It began long before that. It began when we split earth from heaven and forgot that for what we take we must give something back and give thanks for the bounty of the earth. That which Creates will not be ignored, forgotten or mocked. I pray that when the reckoning comes due the God/dess will be more generous with us than we have been with the Creator and each other.
A generation is usually counted as twenty years. A kloof is
a small, deep sided ravine or valley. You see them in Eastern
Oregon . That’s where the small trees and bushes are. The veld, is
the grass country or even the grass. The titihoya is a small bird much like a
plover. From Alan Paton’s Cry the Beloved Country.
“There is a lovely road that runs from Ixopo into the hills.
These hills are grass covered and rolling, and lovely beyond any singing of it.
The road climbs seven miles into them into Carisbrook; and from there, if there
is no mist, you look down into one of the fairest valleys of Africa .
About you there is grass and bracken, and you may hear the forlorn calling of
the titihoya, one of the birds of the veld. Below you is the valley of the
Umzimkulu, on its journey from the Drakensberg into the sea; and beyond and
behind the river, great hill after great hill; and beyond and behind them the
mountains of Ingeli and East Gruiqualand .

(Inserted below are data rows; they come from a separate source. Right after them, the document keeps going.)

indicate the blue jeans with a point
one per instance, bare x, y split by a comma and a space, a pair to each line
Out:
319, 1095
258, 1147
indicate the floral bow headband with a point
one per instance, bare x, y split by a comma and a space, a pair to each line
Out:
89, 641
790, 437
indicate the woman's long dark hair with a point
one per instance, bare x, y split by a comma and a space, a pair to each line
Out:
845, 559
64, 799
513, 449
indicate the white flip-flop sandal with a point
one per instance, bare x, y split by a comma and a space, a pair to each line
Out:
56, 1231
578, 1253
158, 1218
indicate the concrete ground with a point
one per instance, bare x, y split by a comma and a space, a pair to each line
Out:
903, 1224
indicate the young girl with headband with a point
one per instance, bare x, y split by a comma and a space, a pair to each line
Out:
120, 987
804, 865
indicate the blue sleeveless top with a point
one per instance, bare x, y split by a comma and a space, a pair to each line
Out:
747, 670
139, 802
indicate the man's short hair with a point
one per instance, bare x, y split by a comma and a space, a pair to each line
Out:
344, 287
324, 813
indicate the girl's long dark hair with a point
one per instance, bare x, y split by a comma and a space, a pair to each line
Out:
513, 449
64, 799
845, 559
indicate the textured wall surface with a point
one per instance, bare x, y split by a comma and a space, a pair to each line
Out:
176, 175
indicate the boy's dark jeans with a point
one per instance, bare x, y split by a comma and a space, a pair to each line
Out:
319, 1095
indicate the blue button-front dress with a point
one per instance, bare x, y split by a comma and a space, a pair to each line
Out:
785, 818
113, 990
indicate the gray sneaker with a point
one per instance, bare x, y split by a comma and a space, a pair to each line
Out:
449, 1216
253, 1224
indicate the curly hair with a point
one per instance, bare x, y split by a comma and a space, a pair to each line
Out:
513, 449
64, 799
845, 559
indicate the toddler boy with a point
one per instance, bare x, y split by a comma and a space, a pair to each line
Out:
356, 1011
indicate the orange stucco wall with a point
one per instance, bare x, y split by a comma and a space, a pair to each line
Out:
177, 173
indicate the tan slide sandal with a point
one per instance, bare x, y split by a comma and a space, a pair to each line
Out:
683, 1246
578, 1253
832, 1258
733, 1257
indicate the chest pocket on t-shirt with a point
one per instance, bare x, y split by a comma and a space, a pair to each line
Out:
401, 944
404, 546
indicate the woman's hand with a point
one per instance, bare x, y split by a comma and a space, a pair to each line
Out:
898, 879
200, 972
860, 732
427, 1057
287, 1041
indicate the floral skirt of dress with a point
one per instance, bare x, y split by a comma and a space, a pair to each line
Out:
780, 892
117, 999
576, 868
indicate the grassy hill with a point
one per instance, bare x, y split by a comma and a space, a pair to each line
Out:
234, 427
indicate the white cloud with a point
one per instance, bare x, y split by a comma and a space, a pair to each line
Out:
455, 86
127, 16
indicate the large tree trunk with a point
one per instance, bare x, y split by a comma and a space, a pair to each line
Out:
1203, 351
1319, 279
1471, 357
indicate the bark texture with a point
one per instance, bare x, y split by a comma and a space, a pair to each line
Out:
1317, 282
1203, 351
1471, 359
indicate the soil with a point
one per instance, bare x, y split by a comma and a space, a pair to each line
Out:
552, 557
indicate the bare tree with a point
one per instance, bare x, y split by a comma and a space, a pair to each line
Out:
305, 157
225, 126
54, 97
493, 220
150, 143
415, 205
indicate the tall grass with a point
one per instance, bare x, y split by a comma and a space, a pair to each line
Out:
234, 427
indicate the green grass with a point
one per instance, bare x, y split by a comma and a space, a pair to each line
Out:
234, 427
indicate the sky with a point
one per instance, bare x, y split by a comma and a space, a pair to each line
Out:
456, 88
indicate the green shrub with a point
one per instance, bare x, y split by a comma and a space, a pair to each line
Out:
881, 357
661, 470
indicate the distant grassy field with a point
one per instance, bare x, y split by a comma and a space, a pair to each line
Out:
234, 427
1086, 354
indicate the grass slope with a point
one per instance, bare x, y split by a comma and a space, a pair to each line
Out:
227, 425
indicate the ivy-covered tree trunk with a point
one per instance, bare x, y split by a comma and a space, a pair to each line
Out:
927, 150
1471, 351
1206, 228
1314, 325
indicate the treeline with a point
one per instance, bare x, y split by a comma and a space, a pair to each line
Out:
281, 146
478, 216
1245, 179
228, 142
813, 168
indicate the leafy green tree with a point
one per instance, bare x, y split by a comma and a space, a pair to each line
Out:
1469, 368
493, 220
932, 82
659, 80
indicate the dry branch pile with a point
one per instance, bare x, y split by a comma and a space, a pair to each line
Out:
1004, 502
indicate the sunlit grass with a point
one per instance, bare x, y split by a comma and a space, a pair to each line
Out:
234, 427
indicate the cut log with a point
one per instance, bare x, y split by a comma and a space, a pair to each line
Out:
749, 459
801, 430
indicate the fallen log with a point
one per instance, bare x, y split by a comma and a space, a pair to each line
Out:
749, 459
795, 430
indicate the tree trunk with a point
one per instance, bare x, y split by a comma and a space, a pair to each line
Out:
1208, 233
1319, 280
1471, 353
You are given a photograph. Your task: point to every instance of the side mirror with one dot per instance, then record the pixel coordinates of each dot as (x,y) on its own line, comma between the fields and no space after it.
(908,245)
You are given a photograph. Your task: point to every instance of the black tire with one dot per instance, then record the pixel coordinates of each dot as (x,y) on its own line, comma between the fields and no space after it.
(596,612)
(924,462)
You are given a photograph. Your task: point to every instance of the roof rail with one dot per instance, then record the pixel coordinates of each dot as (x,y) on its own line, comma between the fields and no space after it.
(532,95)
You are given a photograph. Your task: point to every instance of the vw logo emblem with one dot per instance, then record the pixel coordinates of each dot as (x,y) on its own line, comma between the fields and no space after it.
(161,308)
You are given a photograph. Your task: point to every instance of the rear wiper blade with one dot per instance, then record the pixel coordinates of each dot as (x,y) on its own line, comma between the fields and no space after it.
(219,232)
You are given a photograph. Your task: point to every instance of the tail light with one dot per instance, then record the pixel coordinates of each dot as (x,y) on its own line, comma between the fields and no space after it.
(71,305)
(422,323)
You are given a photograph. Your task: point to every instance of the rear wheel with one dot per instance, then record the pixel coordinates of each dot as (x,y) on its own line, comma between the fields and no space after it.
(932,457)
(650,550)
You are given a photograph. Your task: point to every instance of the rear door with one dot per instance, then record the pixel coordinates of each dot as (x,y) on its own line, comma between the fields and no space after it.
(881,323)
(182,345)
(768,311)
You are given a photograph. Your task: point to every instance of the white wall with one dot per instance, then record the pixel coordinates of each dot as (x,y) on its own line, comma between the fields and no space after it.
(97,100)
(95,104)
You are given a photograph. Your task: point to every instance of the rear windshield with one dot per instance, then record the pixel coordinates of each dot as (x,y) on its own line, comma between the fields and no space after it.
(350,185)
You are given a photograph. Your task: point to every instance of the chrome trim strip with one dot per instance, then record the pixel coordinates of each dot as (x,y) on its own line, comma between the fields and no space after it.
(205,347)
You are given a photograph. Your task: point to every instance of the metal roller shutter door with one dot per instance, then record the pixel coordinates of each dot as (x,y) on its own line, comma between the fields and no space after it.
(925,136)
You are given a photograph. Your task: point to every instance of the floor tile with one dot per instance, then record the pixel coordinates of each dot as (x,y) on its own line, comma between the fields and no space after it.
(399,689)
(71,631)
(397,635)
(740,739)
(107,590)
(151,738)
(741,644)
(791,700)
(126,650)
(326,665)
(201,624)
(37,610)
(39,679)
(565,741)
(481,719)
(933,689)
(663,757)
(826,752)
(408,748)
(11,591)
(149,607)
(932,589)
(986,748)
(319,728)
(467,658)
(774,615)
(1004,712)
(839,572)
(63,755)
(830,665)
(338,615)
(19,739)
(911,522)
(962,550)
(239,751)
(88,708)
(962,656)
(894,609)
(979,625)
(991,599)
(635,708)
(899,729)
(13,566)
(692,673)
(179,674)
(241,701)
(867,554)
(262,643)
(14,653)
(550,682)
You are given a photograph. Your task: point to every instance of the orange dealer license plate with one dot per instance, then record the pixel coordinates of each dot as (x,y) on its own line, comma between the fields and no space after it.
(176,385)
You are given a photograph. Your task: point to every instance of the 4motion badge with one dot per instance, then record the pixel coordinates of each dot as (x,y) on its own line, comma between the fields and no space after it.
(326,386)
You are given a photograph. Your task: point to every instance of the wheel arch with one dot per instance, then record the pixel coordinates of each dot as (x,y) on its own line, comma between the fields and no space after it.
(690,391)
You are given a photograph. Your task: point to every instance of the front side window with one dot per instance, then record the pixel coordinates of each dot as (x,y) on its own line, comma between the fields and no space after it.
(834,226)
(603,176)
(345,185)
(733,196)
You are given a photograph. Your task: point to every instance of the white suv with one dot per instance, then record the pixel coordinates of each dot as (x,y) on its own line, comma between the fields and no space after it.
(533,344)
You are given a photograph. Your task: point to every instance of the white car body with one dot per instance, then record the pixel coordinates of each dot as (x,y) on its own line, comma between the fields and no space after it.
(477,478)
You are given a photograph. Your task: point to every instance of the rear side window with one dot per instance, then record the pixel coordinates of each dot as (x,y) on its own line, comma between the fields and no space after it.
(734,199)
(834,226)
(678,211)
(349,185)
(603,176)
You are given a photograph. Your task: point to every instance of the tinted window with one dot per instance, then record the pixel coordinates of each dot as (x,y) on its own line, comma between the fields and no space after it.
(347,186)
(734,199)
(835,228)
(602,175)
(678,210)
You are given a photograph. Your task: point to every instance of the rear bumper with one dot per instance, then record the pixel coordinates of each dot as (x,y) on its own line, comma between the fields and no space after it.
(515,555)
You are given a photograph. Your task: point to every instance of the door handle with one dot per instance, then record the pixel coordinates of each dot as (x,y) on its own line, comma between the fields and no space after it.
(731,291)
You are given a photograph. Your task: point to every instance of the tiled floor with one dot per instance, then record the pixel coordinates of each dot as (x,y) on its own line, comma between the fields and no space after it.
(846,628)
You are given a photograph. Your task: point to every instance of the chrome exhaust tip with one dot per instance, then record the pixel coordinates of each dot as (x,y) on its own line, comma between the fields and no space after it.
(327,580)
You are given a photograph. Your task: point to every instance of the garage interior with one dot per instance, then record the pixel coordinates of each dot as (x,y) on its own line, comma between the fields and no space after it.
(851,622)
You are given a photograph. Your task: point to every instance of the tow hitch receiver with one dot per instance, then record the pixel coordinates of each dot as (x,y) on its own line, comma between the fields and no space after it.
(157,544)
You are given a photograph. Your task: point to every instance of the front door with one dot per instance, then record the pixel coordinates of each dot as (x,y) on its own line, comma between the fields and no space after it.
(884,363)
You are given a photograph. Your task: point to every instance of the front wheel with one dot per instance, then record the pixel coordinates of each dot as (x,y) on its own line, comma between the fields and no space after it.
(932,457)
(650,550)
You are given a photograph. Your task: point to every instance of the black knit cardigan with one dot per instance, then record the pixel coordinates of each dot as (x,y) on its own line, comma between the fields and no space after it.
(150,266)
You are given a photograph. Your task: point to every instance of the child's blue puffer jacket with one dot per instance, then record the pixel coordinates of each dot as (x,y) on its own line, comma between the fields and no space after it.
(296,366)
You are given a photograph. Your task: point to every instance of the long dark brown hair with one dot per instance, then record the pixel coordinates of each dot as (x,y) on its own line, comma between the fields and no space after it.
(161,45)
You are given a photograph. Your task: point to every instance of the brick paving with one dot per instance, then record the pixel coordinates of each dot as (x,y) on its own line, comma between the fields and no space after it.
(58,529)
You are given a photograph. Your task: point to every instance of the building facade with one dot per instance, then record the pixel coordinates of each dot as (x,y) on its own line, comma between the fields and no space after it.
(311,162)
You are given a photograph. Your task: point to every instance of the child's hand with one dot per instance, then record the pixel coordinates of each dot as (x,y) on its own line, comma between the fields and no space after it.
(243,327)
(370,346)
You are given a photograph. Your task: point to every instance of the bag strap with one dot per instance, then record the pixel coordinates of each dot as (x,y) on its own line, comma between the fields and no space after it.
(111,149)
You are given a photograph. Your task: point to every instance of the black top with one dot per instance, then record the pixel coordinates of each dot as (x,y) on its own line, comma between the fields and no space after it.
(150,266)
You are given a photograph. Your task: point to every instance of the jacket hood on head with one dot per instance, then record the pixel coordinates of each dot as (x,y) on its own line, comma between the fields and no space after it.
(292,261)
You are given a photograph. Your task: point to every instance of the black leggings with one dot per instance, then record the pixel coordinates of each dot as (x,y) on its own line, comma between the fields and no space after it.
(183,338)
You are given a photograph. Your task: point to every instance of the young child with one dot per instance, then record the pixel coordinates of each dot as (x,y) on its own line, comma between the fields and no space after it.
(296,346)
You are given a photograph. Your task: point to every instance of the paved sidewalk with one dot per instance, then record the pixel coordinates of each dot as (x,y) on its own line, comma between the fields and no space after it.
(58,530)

The grass is rich and matted, you cannot see the soil. It
holds the rain and the mist, and they seep into the ground, feeding the streams
in every kloof. It is well tended, and not too many cattle feed upon it; not
too many fired burn it, laying bare the soil. Stand unshod upon it, for the
ground is holy, being even as it came from the Creator. Keep it, guard it, care
for it, for it keeps men, guards men, cares for men. Destroy it and man is
destroyed.”
This was written the late forties. There is so much we can
do to destroy the land and what depends on it whether the CO2 rises and the
frozen methane is released.
Replace the grasses
with monoculture farming and you leave the soil naked and unprotected. The
moisture leaches away. I’ve watched Willamette
Valley farmers plow or
harrow and already plowed, dry field on a hot, windy day and seen the soil blow
on the wind. Between the tree poachers
and big ag the southern rainforests, the lungs of the planet, are still
disappearing. There are abandoned cotton fields in the southwest crusted with
salts and minerals the soil so compacted that even when it does rain the water
has nowhere to go.
We take the tops off mountains and dump the waste in creeks
fouling the drinking water downstream. Coal and oil trains far heavier than any
freight that went before travel tracks not made for the load and we wonder why
they don’t make it through. We’ve created crops that can be poisoned and “live”
while the residues kill the soil. These things would happen whether the gas
levels rise or stay the same. The warning bells have been clanging for nearly
three generations, while we remain deaf, dumb and blind.
When a slice of bread costs more than a steak, then maybe
we’ll wake up. Of course by then it will be too late for most of us.